JSONL truncation bug — ROOT CAUSE FOUND: U+2028 in Node 24+ readline

add-polyfill-connector-systemProject noteConnector notes
Created openspec/changes/add-polyfill-connector-system/design-notes/gmail-jsonl-truncation-bug.mdView on GitHub →

Status: ✅ RESOLVED Raised: 2026-04-19 Resolved: 2026-04-19 (same day) Diagnosed via: Gemini 3 Pro + Google search consensus after 9 failed symptom fixes and a minimal reproducer

Root cause

Node.js v24+ readline.createInterface() treats U+2028 (LINE SEPARATOR) and U+2029 (PARAGRAPH SEPARATOR) as line terminators. This tracks ECMA-262's definition of line terminators.

JSON.stringify() does not escape these characters — per RFC 8259 they are valid unescaped inside JSON strings, written as their raw UTF-8 bytes E2 80 A8 / E2 80 A9.

Collision: when a JSON record contains U+2028 or U+2029 in a string value (common in newsletter-style HTML-to-text, PDF extraction, or anywhere Microsoft-copy-pasted text appears), the connector emits a valid JSON line, but the runtime's readline splits it into multiple 'line' events at the U+2028 byte sequence. JSON.parse on the first split fails with "Unterminated string in JSON at position N".

Why the diagnostic signals confused us

  • The connector-side \n count invariant was 1 (JSON.stringify produces clean output at the \n level).
  • Error position ~1617/1651 was the byte offset of the U+2028 character, not a buffer boundary.
  • C0 controls, lone surrogates, backpressure — none of these were involved.
  • The E2 80 A8 triplet in the trace file LOOKED like UTF-8 encoding of characters in the General Punctuation block, not like a line terminator at first glance.

The fix

Post-stringify, escape both characters. JSON.parse accepts \u2028 / \u2029 escape sequences, so this round-trips cleanly:

const line = JSON.stringify(safe)
  .replace(/\u2028/g, '\\u2028')
  .replace(/\u2029/g, '\\u2029') + '\n';

Deployed across the fleet

Fix applied to all 21 connectors that emit JSONL + the shared browser-scraper-runtime.js:

  • ynab, github, gmail, usaa, amazon, chatgpt, claude_code, codex, slack, notion, oura, reddit, spotify, strava, pocket, ical, whatsapp, imessage, google_takeout, twitter_archive, apple_health
  • src/browser-scraper-runtime.js

Every new connector MUST apply the same fix or use a shared emit helper.

Verification

Gmail run on 2026-04-19 post-fix:

  • Prior: crashed at record 2009 in all attempts.
  • After: 6,000+ message_bodies ingested and climbing, no crashes. Run expected to complete at 17,810.

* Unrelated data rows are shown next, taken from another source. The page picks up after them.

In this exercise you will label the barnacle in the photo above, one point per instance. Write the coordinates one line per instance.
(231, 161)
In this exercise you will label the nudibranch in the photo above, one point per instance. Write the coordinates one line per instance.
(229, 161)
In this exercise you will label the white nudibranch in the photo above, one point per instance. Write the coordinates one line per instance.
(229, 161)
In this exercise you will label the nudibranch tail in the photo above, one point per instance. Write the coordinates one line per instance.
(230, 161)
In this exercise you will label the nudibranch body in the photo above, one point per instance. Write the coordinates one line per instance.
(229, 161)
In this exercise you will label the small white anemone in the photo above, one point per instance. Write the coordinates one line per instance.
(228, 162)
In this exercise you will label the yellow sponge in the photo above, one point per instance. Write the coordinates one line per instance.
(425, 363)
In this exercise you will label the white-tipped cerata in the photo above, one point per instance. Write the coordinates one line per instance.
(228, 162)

Cross-cutting implications

  1. Spec-surface concern. The JSONL protocol between connector and runtime is vulnerable to U+2028/U+2029 any place in record content. This is a runtime + spec concern, not just a connector concern.
  2. Runtime-side defense. The runtime should ALSO handle this on the reader side — or the spec should mandate writers escape these characters. Proposed clarification: "Connectors MUST escape U+2028 and U+2029 in emitted JSONL lines even when the JSON spec does not require it."
  3. Framing alternative. Length-prefixed framing (write 4-byte length, then JSON) would sidestep this class of bug entirely. Worth considering as a spec v2 transport option.

Debugging infrastructure ROI

This bug was unsolvable without:

  • Runtime message-stream recorder (PDPP_TRACE_DIR) — let us see exactly what the runtime received.
  • Enriched invalid-JSONL error messages with preview of offending bytes.
  • Minimal reproducer that replayed the exact record with raw-byte capture on the parent side — showed multiple line events where exactly one was expected.
  • Aggressive hypothesis from Gemini — crucial to check a non-obvious angle (JSON spec vs. ECMA-262 line terminator definition divergence).

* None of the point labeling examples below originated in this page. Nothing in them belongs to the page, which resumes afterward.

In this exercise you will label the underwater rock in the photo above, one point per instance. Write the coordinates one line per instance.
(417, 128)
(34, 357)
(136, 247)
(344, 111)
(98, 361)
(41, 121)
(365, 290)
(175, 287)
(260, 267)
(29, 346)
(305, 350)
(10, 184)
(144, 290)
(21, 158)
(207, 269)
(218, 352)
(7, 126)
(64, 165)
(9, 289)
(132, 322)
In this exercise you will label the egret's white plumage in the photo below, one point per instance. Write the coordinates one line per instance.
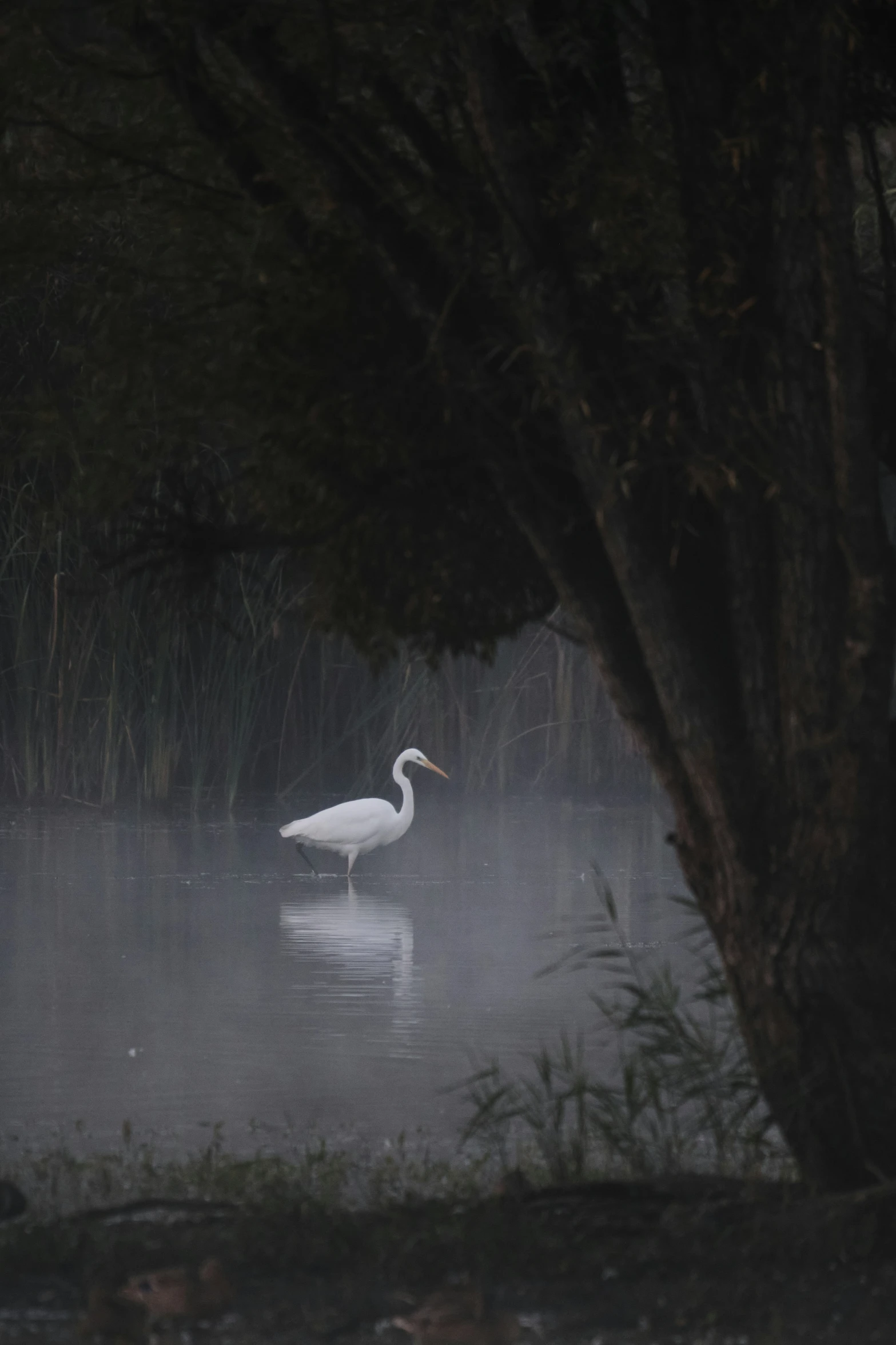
(362, 825)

All documented in debugging-leverage-open-question.md. Keep investing there.

Prior art / references

  • GitHub Copilot CLI #2649 — same failure pattern in JSONL session files.
  • Claude Code CLI #913 — truncation at fixed character positions via createInterface on piped stdout.
  • Node.js readline line-terminator behavior documented at https://nodejs.org/api/readline.html

Next action

File as a minor spec clarification: PDPP v0.1.x connectors MUST escape U+2028 and U+2029 in emitted JSONL to preserve compatibility with Node 24+ readline receivers.